In the past year, the United States has used article XXIII: 2 procedures in three cases. These are with respect to certain quota restrictions maintained by France, with respect to quotas maintained by the United Kingdom on certain products from dollar area countries: and with respect to compensatory taxes charged by the European Community in excess of GATT bindings.

In the case of the United Kingdom: The United Kingdom continues to apply quotas on certain products imported from 18 so-called dollar area countries, primarily Caribbean countries. Following unsatisfactory conclusion of article XXIII: 1 bilateral consultations, the United States requested the GATT Council to consider the problem under article XXIII: 2, to rule on the legality of the quotas, to recommend their removal, and to authorize U.S. withdrawal of concessions on products of United Kingdom origin. An impartial panel was formed to consider the matter under article XXIII: 2. The panel issued an interim report to the contracting parties and recommended that the United States and the United Kingdom consult bilaterally once more in an effort to resolve the matter. It promised to issue a final recom

mendation within 30 days if bilateral agreement on a solution could not be reached.1

In the case of France: In September 1972, the United States referred to the GATT Council, under article XXIII: 2, the matter of quota restrictions applied against U.S. products in contravention of the general agreement. The United States requested authorization to withdraw concessions on products of French origin. Following U.S. referral of the problem to the GATT, France entered bilateral consultations concerning the amount of withdrawals to be made. During the course of these consultations, the United States was able to negotiate an agreement with the Government of France to phase out quota restrictions on all but one of the products on which we desired solutions. On six products liberalization will occur on January 1, 1975. One other product will be liberalized on January 1, 1978. During the interim period, quotas will be increased by 35 percent each year. Each yearly increase will be based on the previous year's enlarged quota. Discussions continue on one remaining product. Since withdrawals do not help producers of items subject to quotas, the Government of France's agreement on liberalization is very important to U.S. exporters of the products in question.
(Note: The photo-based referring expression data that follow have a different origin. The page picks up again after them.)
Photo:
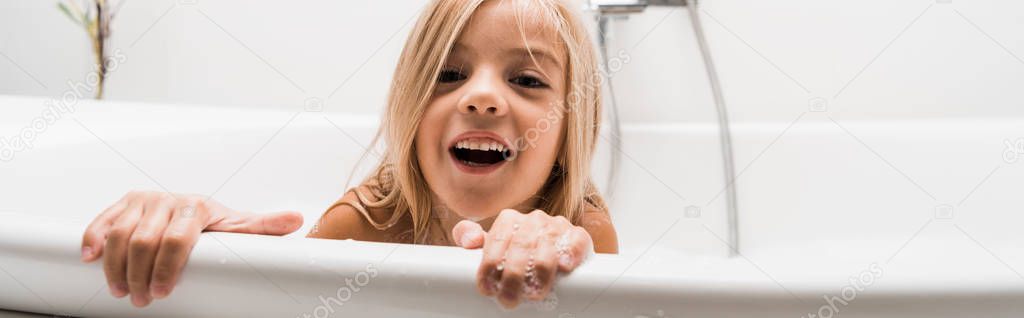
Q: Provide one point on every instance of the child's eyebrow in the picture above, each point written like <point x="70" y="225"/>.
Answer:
<point x="541" y="53"/>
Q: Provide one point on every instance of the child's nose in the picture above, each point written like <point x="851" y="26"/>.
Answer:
<point x="483" y="97"/>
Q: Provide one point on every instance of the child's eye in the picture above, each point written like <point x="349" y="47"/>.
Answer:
<point x="527" y="82"/>
<point x="450" y="76"/>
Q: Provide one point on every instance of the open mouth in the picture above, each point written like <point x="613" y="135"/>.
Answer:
<point x="480" y="152"/>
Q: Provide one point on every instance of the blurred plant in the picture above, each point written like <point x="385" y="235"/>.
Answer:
<point x="95" y="18"/>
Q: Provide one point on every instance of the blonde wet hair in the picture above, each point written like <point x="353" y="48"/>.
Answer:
<point x="397" y="184"/>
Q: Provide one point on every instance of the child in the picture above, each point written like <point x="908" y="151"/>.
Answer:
<point x="491" y="125"/>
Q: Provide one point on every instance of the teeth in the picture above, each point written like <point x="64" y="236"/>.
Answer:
<point x="480" y="145"/>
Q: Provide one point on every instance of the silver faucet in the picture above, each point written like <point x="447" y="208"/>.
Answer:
<point x="607" y="9"/>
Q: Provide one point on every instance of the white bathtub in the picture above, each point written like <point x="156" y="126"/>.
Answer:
<point x="820" y="200"/>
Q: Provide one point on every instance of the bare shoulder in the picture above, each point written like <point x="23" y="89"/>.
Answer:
<point x="598" y="225"/>
<point x="342" y="221"/>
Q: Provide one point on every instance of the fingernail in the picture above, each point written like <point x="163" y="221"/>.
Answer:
<point x="159" y="291"/>
<point x="119" y="290"/>
<point x="138" y="300"/>
<point x="86" y="253"/>
<point x="565" y="260"/>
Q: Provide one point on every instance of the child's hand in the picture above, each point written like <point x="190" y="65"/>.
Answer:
<point x="522" y="254"/>
<point x="147" y="237"/>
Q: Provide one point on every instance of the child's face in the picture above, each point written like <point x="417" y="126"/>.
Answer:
<point x="492" y="96"/>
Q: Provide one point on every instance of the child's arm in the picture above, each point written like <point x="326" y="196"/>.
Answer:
<point x="523" y="253"/>
<point x="145" y="237"/>
<point x="598" y="224"/>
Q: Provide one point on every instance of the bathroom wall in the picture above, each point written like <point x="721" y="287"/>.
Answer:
<point x="864" y="59"/>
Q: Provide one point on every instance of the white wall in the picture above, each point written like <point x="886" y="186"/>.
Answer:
<point x="888" y="58"/>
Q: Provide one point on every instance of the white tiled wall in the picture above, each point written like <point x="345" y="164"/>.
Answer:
<point x="865" y="59"/>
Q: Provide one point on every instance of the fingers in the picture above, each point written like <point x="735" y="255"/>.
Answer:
<point x="115" y="261"/>
<point x="546" y="265"/>
<point x="179" y="237"/>
<point x="142" y="247"/>
<point x="271" y="224"/>
<point x="468" y="234"/>
<point x="495" y="244"/>
<point x="519" y="262"/>
<point x="573" y="247"/>
<point x="95" y="234"/>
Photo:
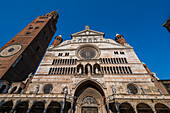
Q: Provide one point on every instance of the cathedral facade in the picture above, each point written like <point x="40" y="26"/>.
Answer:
<point x="88" y="74"/>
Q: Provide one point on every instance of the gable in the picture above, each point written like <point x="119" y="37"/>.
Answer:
<point x="87" y="32"/>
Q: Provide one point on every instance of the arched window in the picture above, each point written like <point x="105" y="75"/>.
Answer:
<point x="53" y="107"/>
<point x="96" y="68"/>
<point x="13" y="90"/>
<point x="88" y="69"/>
<point x="48" y="88"/>
<point x="89" y="101"/>
<point x="19" y="90"/>
<point x="2" y="89"/>
<point x="80" y="69"/>
<point x="132" y="89"/>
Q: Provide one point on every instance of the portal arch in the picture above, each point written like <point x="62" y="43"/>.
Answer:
<point x="89" y="96"/>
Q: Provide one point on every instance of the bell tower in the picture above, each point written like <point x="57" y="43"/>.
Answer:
<point x="22" y="54"/>
<point x="120" y="39"/>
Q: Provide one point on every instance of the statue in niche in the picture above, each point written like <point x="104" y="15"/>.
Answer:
<point x="88" y="69"/>
<point x="113" y="89"/>
<point x="80" y="71"/>
<point x="143" y="90"/>
<point x="96" y="70"/>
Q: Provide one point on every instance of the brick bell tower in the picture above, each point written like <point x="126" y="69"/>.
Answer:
<point x="22" y="54"/>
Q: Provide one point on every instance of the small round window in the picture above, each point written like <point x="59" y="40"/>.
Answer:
<point x="132" y="89"/>
<point x="48" y="88"/>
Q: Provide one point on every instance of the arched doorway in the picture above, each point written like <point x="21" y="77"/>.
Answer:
<point x="21" y="107"/>
<point x="89" y="104"/>
<point x="88" y="68"/>
<point x="96" y="68"/>
<point x="126" y="108"/>
<point x="161" y="108"/>
<point x="13" y="90"/>
<point x="80" y="69"/>
<point x="2" y="88"/>
<point x="89" y="97"/>
<point x="144" y="108"/>
<point x="53" y="107"/>
<point x="38" y="107"/>
<point x="6" y="107"/>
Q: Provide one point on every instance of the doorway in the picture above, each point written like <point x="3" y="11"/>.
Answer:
<point x="89" y="110"/>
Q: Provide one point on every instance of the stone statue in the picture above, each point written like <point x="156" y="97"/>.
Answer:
<point x="65" y="90"/>
<point x="113" y="89"/>
<point x="143" y="90"/>
<point x="96" y="70"/>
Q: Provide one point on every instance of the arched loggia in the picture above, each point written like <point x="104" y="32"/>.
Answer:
<point x="96" y="68"/>
<point x="162" y="108"/>
<point x="126" y="108"/>
<point x="91" y="91"/>
<point x="88" y="68"/>
<point x="53" y="107"/>
<point x="144" y="108"/>
<point x="6" y="107"/>
<point x="80" y="69"/>
<point x="2" y="88"/>
<point x="37" y="107"/>
<point x="21" y="107"/>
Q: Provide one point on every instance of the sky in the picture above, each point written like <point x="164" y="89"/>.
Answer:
<point x="139" y="21"/>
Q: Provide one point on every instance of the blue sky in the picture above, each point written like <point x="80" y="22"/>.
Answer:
<point x="140" y="21"/>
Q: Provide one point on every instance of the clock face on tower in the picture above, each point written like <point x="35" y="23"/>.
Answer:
<point x="10" y="50"/>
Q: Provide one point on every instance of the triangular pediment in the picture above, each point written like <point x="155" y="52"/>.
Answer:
<point x="87" y="32"/>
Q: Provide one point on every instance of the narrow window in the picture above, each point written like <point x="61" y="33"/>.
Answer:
<point x="30" y="28"/>
<point x="28" y="33"/>
<point x="122" y="53"/>
<point x="53" y="62"/>
<point x="116" y="52"/>
<point x="60" y="54"/>
<point x="66" y="54"/>
<point x="39" y="21"/>
<point x="37" y="27"/>
<point x="36" y="50"/>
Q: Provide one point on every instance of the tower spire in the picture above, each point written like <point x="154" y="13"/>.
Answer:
<point x="87" y="27"/>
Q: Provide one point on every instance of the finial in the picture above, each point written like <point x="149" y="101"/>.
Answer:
<point x="87" y="27"/>
<point x="117" y="34"/>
In the case of the European Community: The European Community (EC) authorized the imposition of compensatory taxes on agricultural products to offset the effect of exchange rate changes, made by some of the member states, on the operation of the EC's common agricultural policy. In many cases the addition of a compensatory tax to the duty caused the charge collected on the import to exceed the bound rate. Informal representations to the EC by the United States and a formal written representation under article XXIII: 1 failed to resolve the problem. Thus the United States requested for contracting parties to investigate the matter and take appropriate action. Some $40 million of U.S. exports appeared to be affected. Following our request and before the contracting parties could consider the matter, the EC agreed to stop collecting the compensatory taxes on at least 98 percent of those products that the United States complained about. The EC also committed itself to rescind the remaining taxes as soon as feasible.

Conclusion

The GATT lays great stress on consultation and conciliation for the resolution of trade disputes. It does, however, envisage circumstances under which retaliation would be permitted. This gives force to the procedures for consultation to help solve bilateral trade problems and to keep at a minimum the instances when the injured country finds it necessary to resort to the sterner measures possible under article XXIII: 2 to protect its trade interests.

1 Subsequent to the completion of this paper, the United States and United Kingdom reached agreement on a program for elimination of the quotas and the United States withdrew its complaint against the United Kingdom.